President Biden’s decision to shift the debate back onto the origins of the pandemic may be partly motivated by a wish to reclaim the moral high ground in this propaganda war. The fact that he is so careful in his language, in contrast with his predecessor, makes him a very plausible proponent of the western case. But I somehow doubt that the CIA investigation, which is due to report in just under 90 days, will be a game-changer. We have all become cynical about “dramatic revelations” and “dodgy dossiers”.

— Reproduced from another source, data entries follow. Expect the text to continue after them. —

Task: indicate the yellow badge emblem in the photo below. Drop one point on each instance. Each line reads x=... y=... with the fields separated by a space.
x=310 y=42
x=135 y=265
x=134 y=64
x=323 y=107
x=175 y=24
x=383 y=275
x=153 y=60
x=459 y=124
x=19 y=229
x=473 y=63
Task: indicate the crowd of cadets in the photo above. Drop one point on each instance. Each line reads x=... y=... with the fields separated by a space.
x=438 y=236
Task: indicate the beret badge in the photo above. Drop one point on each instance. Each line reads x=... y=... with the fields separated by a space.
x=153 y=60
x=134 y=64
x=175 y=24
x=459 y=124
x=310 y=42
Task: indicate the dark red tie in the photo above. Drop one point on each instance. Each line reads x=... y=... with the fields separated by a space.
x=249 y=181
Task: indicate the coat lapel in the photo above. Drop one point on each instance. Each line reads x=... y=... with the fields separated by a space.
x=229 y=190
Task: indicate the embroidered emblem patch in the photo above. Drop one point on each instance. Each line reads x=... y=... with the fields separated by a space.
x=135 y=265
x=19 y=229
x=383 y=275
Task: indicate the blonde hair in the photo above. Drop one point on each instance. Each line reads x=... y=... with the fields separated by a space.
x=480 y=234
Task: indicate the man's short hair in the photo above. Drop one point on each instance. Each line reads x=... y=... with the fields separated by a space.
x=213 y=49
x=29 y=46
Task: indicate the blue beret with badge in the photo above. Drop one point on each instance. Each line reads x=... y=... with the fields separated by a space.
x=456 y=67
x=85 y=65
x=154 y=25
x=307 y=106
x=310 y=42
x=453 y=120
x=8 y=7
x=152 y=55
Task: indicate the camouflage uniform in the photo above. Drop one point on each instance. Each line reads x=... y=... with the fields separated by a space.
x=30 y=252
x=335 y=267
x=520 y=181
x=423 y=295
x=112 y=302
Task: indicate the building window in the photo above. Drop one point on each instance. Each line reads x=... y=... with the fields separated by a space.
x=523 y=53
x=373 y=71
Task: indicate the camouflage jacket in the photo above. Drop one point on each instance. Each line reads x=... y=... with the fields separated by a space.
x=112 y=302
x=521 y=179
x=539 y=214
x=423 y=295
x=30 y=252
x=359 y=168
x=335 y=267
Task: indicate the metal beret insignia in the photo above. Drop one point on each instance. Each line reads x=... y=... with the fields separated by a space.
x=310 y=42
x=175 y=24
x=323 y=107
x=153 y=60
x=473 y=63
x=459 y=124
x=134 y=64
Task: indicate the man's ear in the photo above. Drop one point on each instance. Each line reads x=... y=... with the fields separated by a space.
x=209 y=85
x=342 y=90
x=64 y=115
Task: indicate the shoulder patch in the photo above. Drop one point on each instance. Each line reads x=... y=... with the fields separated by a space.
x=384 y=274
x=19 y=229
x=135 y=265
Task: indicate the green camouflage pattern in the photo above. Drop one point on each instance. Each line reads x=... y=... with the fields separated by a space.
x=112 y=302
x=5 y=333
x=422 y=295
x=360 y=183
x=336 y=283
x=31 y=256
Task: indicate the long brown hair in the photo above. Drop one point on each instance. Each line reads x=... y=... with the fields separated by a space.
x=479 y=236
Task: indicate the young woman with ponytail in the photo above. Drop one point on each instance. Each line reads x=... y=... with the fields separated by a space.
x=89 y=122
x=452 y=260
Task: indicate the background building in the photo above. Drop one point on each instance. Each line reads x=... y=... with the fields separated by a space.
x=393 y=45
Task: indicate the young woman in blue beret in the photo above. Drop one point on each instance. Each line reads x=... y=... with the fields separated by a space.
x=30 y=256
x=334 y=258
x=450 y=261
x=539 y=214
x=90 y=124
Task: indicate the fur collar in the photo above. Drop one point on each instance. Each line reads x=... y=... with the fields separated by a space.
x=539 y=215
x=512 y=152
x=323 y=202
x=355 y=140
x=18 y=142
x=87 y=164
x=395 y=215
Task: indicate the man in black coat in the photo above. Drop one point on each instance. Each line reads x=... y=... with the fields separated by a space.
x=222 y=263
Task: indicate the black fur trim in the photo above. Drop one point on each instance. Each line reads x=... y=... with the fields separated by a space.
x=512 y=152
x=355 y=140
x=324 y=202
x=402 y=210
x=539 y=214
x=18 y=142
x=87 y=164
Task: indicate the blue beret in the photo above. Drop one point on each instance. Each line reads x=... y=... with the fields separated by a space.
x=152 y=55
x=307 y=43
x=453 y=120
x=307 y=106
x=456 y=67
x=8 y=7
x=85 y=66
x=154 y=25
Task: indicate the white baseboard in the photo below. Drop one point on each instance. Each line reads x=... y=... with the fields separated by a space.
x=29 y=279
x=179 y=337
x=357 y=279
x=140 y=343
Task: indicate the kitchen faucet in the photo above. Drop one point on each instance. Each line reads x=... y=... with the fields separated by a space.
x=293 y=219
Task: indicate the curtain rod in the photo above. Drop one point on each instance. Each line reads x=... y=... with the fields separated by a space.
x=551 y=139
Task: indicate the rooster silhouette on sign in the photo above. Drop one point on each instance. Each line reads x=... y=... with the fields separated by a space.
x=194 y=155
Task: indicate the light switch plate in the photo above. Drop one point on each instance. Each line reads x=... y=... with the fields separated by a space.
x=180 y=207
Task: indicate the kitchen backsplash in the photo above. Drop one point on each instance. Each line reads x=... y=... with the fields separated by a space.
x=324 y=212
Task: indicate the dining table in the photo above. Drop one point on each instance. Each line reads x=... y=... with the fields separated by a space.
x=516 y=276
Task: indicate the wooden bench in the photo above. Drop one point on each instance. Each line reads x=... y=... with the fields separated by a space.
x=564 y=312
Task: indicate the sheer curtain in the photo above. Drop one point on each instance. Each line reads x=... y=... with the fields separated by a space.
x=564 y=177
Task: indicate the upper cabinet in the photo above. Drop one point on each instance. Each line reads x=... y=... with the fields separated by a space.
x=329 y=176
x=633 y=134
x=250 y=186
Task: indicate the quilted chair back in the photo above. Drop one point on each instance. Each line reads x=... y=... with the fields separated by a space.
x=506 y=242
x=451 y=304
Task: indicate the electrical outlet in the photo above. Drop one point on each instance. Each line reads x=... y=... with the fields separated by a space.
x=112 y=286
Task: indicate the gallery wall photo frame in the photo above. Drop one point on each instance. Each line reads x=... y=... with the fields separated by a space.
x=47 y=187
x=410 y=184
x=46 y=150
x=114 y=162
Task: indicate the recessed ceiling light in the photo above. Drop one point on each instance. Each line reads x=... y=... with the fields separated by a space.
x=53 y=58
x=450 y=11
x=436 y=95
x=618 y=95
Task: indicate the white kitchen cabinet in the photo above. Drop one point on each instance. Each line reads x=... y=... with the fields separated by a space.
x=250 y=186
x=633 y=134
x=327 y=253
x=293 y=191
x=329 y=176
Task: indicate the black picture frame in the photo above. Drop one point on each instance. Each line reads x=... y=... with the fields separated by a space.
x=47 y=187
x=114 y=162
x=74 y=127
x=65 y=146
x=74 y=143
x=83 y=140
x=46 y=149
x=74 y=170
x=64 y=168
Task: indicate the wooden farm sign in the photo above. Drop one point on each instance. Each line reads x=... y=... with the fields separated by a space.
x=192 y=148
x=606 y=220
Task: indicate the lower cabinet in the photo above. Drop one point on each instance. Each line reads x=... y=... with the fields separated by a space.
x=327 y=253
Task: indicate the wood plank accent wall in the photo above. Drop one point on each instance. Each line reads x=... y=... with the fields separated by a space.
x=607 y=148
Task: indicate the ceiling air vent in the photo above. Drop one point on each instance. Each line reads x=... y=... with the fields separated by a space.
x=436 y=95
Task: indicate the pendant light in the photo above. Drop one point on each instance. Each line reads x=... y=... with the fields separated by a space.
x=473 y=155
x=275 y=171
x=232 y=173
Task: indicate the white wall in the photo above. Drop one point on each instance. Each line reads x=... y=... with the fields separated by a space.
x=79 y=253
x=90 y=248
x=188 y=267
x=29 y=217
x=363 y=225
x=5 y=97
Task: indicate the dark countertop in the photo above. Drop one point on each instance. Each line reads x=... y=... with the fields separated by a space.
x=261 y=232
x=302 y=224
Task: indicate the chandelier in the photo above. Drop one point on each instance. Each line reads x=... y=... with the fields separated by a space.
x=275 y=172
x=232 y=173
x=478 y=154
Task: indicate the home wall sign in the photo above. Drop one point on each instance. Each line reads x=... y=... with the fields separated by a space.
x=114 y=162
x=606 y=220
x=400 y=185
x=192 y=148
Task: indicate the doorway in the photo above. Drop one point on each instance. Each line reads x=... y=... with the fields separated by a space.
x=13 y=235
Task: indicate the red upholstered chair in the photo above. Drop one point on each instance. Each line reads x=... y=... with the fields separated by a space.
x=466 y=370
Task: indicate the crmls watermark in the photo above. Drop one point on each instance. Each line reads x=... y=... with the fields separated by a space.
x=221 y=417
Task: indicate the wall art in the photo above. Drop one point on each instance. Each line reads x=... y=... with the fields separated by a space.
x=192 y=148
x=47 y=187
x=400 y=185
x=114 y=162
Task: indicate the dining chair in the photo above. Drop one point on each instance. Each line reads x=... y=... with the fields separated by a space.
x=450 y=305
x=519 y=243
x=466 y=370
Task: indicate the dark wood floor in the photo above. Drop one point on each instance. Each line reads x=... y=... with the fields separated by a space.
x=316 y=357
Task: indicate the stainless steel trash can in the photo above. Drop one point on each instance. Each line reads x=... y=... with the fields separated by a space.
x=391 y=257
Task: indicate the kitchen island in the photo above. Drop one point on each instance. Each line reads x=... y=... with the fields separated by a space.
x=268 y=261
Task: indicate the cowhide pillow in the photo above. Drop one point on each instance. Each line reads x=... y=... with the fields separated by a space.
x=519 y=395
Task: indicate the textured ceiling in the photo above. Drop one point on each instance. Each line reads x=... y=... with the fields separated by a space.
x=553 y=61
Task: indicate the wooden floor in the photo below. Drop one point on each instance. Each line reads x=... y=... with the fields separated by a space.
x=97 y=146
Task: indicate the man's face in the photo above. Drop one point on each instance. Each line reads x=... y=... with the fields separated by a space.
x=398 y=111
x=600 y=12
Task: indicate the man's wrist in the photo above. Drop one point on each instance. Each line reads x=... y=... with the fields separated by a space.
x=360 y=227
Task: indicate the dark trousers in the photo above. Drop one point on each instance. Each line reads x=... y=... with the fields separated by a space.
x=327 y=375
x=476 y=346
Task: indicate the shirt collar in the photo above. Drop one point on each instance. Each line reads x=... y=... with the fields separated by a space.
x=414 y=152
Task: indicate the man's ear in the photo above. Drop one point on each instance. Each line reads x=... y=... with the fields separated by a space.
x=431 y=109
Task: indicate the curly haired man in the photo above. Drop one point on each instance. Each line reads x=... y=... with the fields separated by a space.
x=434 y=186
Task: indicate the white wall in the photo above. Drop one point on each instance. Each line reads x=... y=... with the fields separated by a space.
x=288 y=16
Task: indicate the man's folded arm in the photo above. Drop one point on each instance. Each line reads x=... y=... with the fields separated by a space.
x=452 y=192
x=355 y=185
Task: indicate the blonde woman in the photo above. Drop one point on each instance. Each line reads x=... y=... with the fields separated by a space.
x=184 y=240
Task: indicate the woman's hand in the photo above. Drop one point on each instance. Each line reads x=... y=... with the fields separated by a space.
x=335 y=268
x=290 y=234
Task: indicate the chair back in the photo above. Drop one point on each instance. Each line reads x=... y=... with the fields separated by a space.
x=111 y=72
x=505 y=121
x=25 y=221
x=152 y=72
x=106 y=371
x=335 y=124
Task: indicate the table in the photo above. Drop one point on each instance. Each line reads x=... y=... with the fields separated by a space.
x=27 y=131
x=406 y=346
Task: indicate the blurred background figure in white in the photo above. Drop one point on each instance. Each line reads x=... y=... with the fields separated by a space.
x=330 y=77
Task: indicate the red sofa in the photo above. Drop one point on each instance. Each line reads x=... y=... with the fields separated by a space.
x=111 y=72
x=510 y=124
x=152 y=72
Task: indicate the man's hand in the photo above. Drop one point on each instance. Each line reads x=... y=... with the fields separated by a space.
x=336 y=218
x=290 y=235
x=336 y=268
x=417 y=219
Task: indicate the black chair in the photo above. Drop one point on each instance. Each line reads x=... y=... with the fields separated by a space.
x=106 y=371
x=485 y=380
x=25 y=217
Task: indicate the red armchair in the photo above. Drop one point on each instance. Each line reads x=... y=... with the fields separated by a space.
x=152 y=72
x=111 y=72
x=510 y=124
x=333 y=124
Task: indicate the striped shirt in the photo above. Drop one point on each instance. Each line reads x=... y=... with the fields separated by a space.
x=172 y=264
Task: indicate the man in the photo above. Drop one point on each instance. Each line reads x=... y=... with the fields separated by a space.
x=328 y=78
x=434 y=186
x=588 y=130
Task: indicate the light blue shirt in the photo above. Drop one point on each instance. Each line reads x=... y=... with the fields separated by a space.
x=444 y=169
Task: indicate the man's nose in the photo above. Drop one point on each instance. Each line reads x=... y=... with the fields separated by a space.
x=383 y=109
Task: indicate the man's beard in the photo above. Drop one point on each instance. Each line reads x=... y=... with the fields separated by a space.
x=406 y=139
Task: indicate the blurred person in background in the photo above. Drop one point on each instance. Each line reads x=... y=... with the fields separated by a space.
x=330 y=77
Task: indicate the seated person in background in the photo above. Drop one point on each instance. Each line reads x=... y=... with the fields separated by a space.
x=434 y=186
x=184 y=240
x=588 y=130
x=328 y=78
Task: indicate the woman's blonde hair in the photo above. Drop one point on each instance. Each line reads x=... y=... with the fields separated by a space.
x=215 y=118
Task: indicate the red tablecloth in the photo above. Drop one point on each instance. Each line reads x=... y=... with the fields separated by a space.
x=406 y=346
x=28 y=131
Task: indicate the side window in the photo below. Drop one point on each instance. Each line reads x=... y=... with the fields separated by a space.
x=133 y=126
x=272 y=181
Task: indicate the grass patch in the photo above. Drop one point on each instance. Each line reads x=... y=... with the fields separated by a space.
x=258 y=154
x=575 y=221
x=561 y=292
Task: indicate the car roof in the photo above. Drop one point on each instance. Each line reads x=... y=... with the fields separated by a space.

Instead it will be another episode in the Covid blame-game box set, illustrative of a wider breakdown of trust between China and the west. The west has adopted a strategy of “calling out” China with strong public denunciations on a variety of matters, notably those involving human rights. Now we have turned our attention to its record on biosafety. It makes us feel good, no doubt, and is sometimes merited, but it has no impact on the behaviour of the Chinese leadership. It merely reinforces the assumption that the west is out to humiliate China in public.

One practical consequence of a propaganda war is that both sides start to believe their own version of the “truth”. Cooperation becomes impossible. Constructive initiatives become devious ploys. The fact that pandemic prevention and management constitute an international public good takes second place to the opportunity to score a point. Finding the smoking bat, or the lab leak, becomes more important than dealing with the problems of the pandemic itself.

The risk for the whole world now is that the same happens on climate change, nuclear proliferation, and other areas in which we need the Chinese to be allies, not adversaries.